Taí um episódio diferente de Seinfeld. Sabe-se lá por que, decidiram dar uma variada no formato e inserir umas imagens em flashback. Por exemplo, quando Costanza fala com Jerry sobre o nariz de sua nova namorada (que dá nome ao episódio, “A cirurgia plástica reparadora no nariz”), aparecem na tela lembranças que o sujeito tem da moça, com um close nasal bergeraquiano. E quando Jerry se gaba de como conquistou um mulherão no elevador, também aparece para o telespectador a cena em que ele manda a cantada na tal boazuda. Outro recurso inusitado é a encenação do jogo de xadrez que se passa na mente de Jerry, na qual seu pênis tenta vencer seu cérebro (com o ator caracterizado como as duas partes de seu corpo).

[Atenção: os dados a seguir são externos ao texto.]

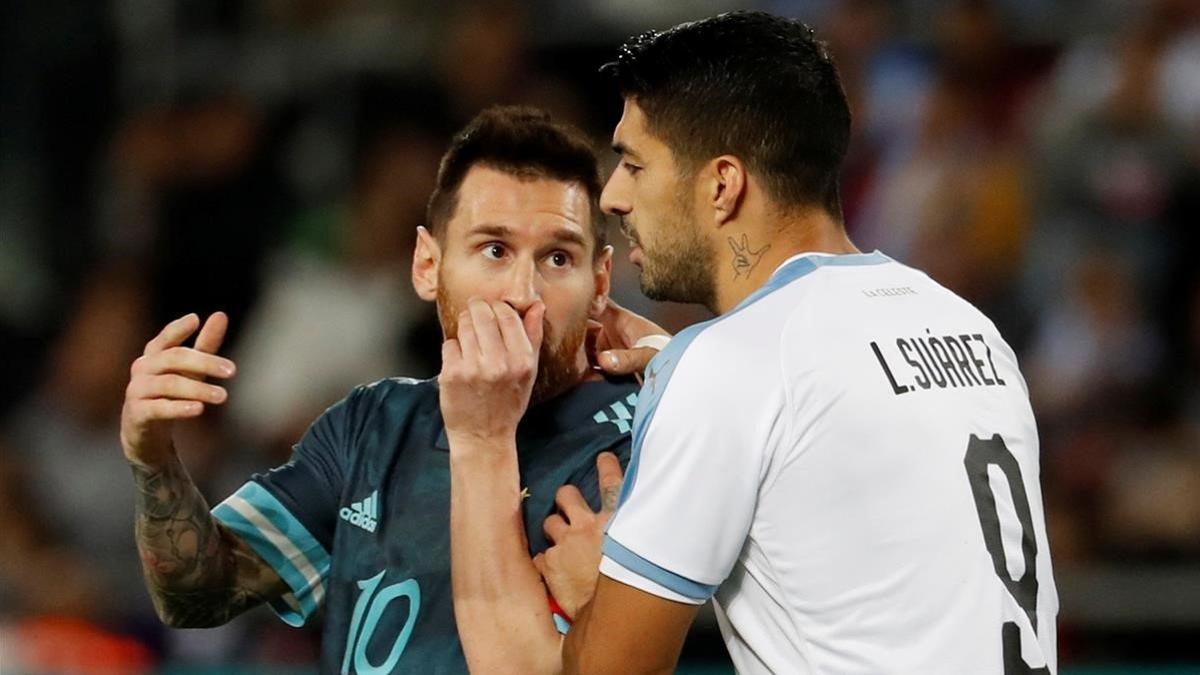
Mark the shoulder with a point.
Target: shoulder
(384, 401)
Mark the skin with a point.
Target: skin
(201, 574)
(624, 629)
(198, 573)
(514, 270)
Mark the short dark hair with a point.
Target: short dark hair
(525, 143)
(749, 84)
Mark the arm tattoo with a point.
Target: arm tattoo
(198, 573)
(745, 260)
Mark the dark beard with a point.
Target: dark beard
(557, 365)
(681, 268)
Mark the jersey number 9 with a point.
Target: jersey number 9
(982, 454)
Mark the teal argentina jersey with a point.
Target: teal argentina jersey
(358, 523)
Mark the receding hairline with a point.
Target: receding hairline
(589, 223)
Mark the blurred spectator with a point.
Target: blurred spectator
(273, 159)
(69, 472)
(339, 308)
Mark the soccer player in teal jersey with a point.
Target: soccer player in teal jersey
(358, 524)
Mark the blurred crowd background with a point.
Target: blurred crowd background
(273, 157)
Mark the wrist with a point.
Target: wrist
(153, 461)
(468, 443)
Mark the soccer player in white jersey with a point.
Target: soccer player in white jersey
(845, 459)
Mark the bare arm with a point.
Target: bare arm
(627, 631)
(197, 572)
(499, 601)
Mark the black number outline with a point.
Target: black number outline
(981, 454)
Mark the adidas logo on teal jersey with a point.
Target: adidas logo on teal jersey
(618, 413)
(364, 514)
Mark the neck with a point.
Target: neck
(750, 252)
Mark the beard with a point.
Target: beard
(678, 267)
(558, 366)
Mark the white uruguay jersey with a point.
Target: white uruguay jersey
(847, 464)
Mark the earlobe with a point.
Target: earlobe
(426, 258)
(603, 273)
(729, 187)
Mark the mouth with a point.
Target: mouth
(630, 234)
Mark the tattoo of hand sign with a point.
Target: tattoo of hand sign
(745, 260)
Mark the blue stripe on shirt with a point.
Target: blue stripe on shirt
(660, 369)
(660, 575)
(259, 519)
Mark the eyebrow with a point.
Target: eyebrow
(622, 149)
(561, 234)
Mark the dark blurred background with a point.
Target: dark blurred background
(273, 157)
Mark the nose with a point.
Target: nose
(521, 288)
(613, 199)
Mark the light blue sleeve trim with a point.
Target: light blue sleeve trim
(660, 575)
(663, 365)
(561, 625)
(259, 519)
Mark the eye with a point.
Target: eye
(493, 251)
(559, 260)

É claro que esses detalhes não são a melhor coisa do episódio. São apenas curiosidades ressaltadas por um fã que gosta de mostrar como consegue identificar nuances nesse ou naquele capítulo. O que há de melhor neste episódio é Kramer. Nosso caro Cosmo rouba a cena duas vezes. Na primeira, por simplesmente ser o personagem que é: em um determinado momento, é o único a falar que a namorada do Costanza precisa fazer algo em relação à nareba. Sua ação é desconcertante e hilária. É um perfeito exemplo de como uma frase simples e sincera consegue deixar todo mundo em verdadeiro pânico, jogando todos em uma areia-movediça social, quando o melhor a ser feito talvez seja ficar quieto, sem mexer um músculo, para não afundar na situação constrangedora. É também mais um ponto a favor para aqueles que acham que os personagens da série não são maus, são apenas extremamente sinceros, como não se deve ser entre humanos.

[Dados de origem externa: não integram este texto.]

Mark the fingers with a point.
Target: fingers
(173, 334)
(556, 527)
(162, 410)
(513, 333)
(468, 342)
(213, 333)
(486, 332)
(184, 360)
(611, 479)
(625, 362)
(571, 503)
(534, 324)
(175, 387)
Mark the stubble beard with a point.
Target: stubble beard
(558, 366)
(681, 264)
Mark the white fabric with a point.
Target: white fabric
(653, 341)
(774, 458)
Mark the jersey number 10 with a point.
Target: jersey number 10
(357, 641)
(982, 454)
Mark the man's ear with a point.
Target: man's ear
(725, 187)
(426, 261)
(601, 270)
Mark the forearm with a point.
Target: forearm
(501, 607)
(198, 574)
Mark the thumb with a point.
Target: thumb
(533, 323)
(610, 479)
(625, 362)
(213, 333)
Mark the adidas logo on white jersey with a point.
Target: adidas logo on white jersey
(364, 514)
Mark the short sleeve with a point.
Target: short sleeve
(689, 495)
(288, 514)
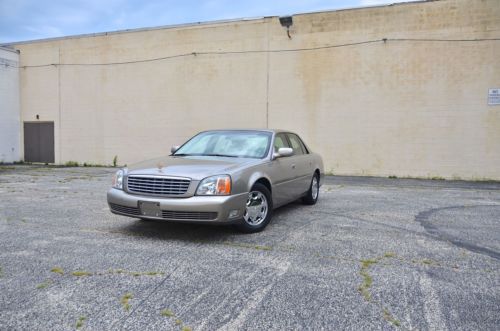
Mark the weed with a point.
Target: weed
(125, 301)
(71, 164)
(365, 264)
(81, 273)
(167, 313)
(388, 317)
(244, 245)
(80, 321)
(437, 178)
(43, 284)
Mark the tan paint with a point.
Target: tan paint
(397, 108)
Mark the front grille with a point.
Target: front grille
(188, 215)
(125, 209)
(157, 185)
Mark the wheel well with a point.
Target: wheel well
(264, 182)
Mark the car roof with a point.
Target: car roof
(260, 130)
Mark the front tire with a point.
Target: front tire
(258, 211)
(312, 195)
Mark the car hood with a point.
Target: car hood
(195, 167)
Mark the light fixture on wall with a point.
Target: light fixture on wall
(287, 21)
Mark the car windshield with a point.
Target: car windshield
(251, 144)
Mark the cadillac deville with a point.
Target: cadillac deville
(221, 177)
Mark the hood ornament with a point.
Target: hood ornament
(160, 166)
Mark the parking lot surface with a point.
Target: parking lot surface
(372, 254)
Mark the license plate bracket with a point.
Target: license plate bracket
(151, 209)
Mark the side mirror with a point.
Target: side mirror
(283, 152)
(174, 149)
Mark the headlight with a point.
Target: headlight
(215, 185)
(118, 180)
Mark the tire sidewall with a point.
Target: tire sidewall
(248, 228)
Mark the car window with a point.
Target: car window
(252, 144)
(280, 141)
(297, 146)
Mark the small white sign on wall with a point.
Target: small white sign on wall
(494, 96)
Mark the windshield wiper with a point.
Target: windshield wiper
(223, 155)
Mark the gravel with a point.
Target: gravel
(374, 253)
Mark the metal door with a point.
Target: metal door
(39, 142)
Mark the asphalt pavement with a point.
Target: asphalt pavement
(374, 253)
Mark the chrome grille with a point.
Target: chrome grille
(157, 185)
(124, 209)
(188, 215)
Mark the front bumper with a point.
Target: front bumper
(203, 209)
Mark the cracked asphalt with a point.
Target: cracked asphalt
(374, 253)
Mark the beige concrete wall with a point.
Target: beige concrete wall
(10, 125)
(404, 108)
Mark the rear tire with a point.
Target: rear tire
(259, 210)
(312, 195)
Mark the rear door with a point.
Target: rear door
(282, 173)
(302, 165)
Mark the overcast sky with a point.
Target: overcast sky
(36, 19)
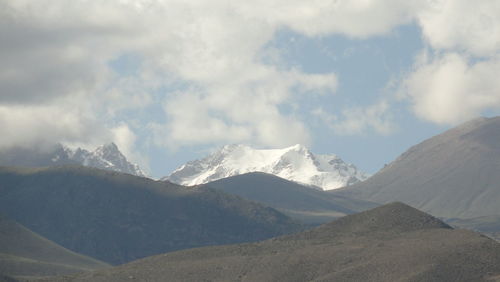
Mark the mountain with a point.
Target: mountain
(295, 163)
(308, 205)
(26, 254)
(390, 243)
(117, 217)
(107, 156)
(452, 175)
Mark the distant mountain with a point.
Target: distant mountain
(28, 255)
(452, 175)
(310, 206)
(294, 163)
(389, 243)
(107, 157)
(117, 217)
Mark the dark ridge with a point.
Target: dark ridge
(393, 218)
(24, 253)
(303, 203)
(117, 217)
(391, 243)
(451, 175)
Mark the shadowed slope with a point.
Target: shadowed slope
(303, 203)
(118, 217)
(391, 243)
(24, 253)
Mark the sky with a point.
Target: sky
(170, 81)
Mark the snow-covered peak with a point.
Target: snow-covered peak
(294, 163)
(106, 156)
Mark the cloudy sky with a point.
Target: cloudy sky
(168, 81)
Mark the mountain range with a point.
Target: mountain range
(106, 156)
(390, 243)
(310, 206)
(117, 217)
(295, 163)
(452, 175)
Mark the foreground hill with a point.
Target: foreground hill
(308, 205)
(390, 243)
(295, 163)
(26, 254)
(452, 175)
(117, 217)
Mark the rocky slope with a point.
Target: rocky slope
(307, 205)
(452, 175)
(26, 254)
(117, 217)
(390, 243)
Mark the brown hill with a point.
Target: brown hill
(117, 217)
(452, 175)
(26, 254)
(391, 243)
(308, 205)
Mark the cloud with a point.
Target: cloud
(360, 120)
(26, 126)
(450, 88)
(473, 27)
(201, 60)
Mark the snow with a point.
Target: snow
(107, 156)
(295, 163)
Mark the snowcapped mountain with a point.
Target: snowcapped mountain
(107, 156)
(294, 163)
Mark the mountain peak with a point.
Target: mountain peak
(295, 163)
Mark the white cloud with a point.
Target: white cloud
(470, 26)
(52, 50)
(30, 125)
(360, 120)
(450, 89)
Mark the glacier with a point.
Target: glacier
(295, 163)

Na segunda vez em que Kramer se destaca, parte do crédito cabe a seu intérprete, Michael Richards, aquele que não pode mais passear no Bronx. O comediante manda bem na cena em que trata Jerry como um drogado, devolvendo ao amigo desesperado o número do telefone da mulher que ele vinha pegando. Seu talento como ator vem à tona enquanto vocifera, chegando a causar um contraste entre sua forma de representar e a do dono da série, que, como sabemos, deixa muito a desejar na interpretação (tudo bem, os outros talentos de Seinfeld lhe dão o direito de ser um ator ruim).

Acabei falando duas vezes sobre o lance de Jerry estar com uma namorada “além de sua liga esportiva”, ou melhor, adaptando pra nossa realidade: “muita areia para seu caminhãozinho”. Curioso é que na vida real, a atriz Tawny Kitaen, que faz a tal gostosuda, se envolveu por um tempo com Seinfeld. Mas essas fofocas não importam aqui. Na trama, ele quer largar a moça, já que ela é burra e chata, mas não consegue, já que o sexo com ela é do bom. É interessante ver como depois de Seinfeld fica difícil ser original em algumas comédias de situação. Esse mesmo mote, da luta contra o desejo de ficar com a burra boa de cama, foi abordado na ótima série Family guy, no episódio em que Brian (o cão que fala e age como humano) arruma uma namorada exatamente assim: uma porta, mas com uma fechadura tão eficiente que fica difícil tirar a chave de dentro. O dilema de Brian, criado cerca de 10 anos depois de The nose job, é muito similar ao de Seinfeld. Cópia? Plágio? Sinceramente, acho que não. Não nesse caso. É que o mundo do humor de hoje não tem culpa de Seinfeld ter surgido alguns anos antes.